That December, the mosque Zahran founded released a public notice disowning him. Thaufeek, his friend from school, is now the head. He counted the places that Zahran had been driven away from – his school, the Dharul Athar mosque and then, “we ourselves kicked him out, which would have been hard for him to take”.

The next year, a group of Buddha statues was vandalized in the town of Mawanella, about five hours drive from Kattankudy. There, in the lush mountains of Sri Lanka’s interior, Zahran had taken up temporary residence.

“He was preaching to kill people,” said A.G.M. Anees, who has served as an imam at a small mosque in the area for a decade. “This is not Islam, this is violence.”

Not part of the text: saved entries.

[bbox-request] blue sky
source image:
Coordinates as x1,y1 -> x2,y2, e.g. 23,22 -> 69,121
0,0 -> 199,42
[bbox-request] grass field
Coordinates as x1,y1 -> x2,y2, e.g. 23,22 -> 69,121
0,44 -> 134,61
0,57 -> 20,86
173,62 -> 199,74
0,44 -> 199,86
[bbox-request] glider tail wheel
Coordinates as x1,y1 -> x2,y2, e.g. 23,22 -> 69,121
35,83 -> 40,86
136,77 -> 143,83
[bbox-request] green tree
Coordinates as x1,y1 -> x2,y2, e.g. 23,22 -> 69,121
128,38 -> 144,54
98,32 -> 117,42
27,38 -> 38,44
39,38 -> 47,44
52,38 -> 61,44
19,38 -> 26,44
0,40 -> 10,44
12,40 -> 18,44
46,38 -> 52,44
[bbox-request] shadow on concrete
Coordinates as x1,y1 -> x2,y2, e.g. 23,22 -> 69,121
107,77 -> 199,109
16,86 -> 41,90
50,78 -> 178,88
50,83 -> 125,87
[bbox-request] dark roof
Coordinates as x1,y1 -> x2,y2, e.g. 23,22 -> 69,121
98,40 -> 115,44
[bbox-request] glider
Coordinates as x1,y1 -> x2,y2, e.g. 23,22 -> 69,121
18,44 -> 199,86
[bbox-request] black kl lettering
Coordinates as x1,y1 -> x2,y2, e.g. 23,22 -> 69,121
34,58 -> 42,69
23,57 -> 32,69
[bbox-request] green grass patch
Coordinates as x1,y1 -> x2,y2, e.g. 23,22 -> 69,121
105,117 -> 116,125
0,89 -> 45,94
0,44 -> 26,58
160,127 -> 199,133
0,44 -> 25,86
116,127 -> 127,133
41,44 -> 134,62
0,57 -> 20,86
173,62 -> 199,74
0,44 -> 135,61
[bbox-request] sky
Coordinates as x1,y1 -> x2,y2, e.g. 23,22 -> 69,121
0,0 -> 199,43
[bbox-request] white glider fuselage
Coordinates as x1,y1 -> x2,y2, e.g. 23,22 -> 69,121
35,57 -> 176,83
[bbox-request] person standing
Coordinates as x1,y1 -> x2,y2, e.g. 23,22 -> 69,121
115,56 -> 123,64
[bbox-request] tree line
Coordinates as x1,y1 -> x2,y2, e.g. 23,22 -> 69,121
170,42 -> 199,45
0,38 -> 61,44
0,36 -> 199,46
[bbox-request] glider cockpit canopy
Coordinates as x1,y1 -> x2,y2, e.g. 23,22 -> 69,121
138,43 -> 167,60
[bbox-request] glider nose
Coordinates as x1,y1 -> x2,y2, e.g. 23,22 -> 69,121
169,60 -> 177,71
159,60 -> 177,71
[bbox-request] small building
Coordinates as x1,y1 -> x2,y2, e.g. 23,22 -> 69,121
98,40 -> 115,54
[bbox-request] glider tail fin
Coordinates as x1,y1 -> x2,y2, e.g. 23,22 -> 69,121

Zahran went into hiding once more.

On the Thursday morning before the Easter Sunday bombings, Zahran’s sister-in-law knocked on the door of a neighbor who did seamstress work near Kattankudy. She handed over a parcel of fabric and asked for it to be sewn into a tunic by the end of the day.

“She said she was going on a family trip,” said the neighbor, M.H. Sithi Nazlya.

Zahran’s sister says that her parents turned off their cellphones on the Friday. On Sunday, when she visited their home, they were gone.

She does not know if Zahran arranged for them to be taken somewhere safe. Or why he would have carried out the bombing.

But now in Kattankudy, and in many other places, people are talking about Mohamed Hashim Mohamed Zahran.